Ball won the 1931 Southeastern Section PGA Championship and the 1932 Atlanta Open. In 1936, Ball tied for 23rd in the Open Championship at Royal Liverpool in Hoylake. A few weeks later, on July 21, Ball was a passenger aboard the M.V. Britannic. During the eight-day voyage, he met Maxwell “Maxie” Wright of Richmond, Virginia, in a game of doubles deck tennis. They were each engaged, but by the time the ship docked in New York, their plans were set. They married two months later, and were together for 77-plus years.

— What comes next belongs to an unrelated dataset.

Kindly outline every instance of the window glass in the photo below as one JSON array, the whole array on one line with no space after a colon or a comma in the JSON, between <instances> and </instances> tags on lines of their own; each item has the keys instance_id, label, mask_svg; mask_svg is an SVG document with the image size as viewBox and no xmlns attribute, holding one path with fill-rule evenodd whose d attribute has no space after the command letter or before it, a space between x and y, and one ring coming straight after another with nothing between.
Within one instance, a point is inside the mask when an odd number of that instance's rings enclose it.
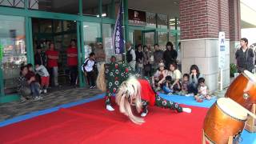
<instances>
[{"instance_id":1,"label":"window glass","mask_svg":"<svg viewBox=\"0 0 256 144\"><path fill-rule=\"evenodd\" d=\"M25 0L2 0L0 1L0 6L24 8Z\"/></svg>"},{"instance_id":2,"label":"window glass","mask_svg":"<svg viewBox=\"0 0 256 144\"><path fill-rule=\"evenodd\" d=\"M99 0L82 0L82 14L84 15L99 17Z\"/></svg>"},{"instance_id":3,"label":"window glass","mask_svg":"<svg viewBox=\"0 0 256 144\"><path fill-rule=\"evenodd\" d=\"M156 14L155 13L146 12L146 26L156 28Z\"/></svg>"},{"instance_id":4,"label":"window glass","mask_svg":"<svg viewBox=\"0 0 256 144\"><path fill-rule=\"evenodd\" d=\"M29 9L78 14L78 0L29 0Z\"/></svg>"},{"instance_id":5,"label":"window glass","mask_svg":"<svg viewBox=\"0 0 256 144\"><path fill-rule=\"evenodd\" d=\"M27 63L25 18L0 15L0 61L6 94L17 91L22 64Z\"/></svg>"},{"instance_id":6,"label":"window glass","mask_svg":"<svg viewBox=\"0 0 256 144\"><path fill-rule=\"evenodd\" d=\"M157 14L158 28L167 29L167 15L165 14Z\"/></svg>"}]
</instances>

He served as PGA head professional from 1937-42 at Farmington Country Club in Charlottesville, Virginia, before being drafted by the U.S. Navy. Following World War II, Ball became PGA head professional at Oak Park (Illinois) Country Club, and would serve there for 24 years, while spending 20 winters teaching at Tucson (Arizona) Country Club. He spent one winter (1962) as PGA director of golf at John’s Island in Vero Beach, Florida.
BALL'S BIGGEST HONOR: Inducted into PGA Professional Hall of Fame
In 1972, Ball became the first PGA head professional and later PGA director of golf at Butler National Golf Club in Oak Brook, Illinois. PGA Professional Bruce Patterson, who worked briefly for Ball, succeeded him as PGA director of golf at Butler National in 1982.
“That ‘tree line’ of developing future professionals was very important to him,” said Patterson, a former member of the PGA Board of Directors. “Everyone Errie touched came away feeling better about themselves. If you had a bad day, just being around Errie, your day became better. Golf has suffered one of its big losses. He was one of the game’s treasures.”
Ball qualified for the U.S. Open 10 times, competed in 12 PGA Championships, along with two Masters and the 1936 Open Championship. He also won three Illinois PGA Championships, the Illinois Open, and the Illinois PGA Senior Open and Match Play Championship.
In addition to his national honor, Ball was inducted into the Illinois Golf Hall of Fame in 1990.
Ball is survived by his wife, Maxie, a daughter, Leslie, of Miami; brothers Tom, of South Africa and John, of Lancaster, England; and two granddaughters and a great grandson.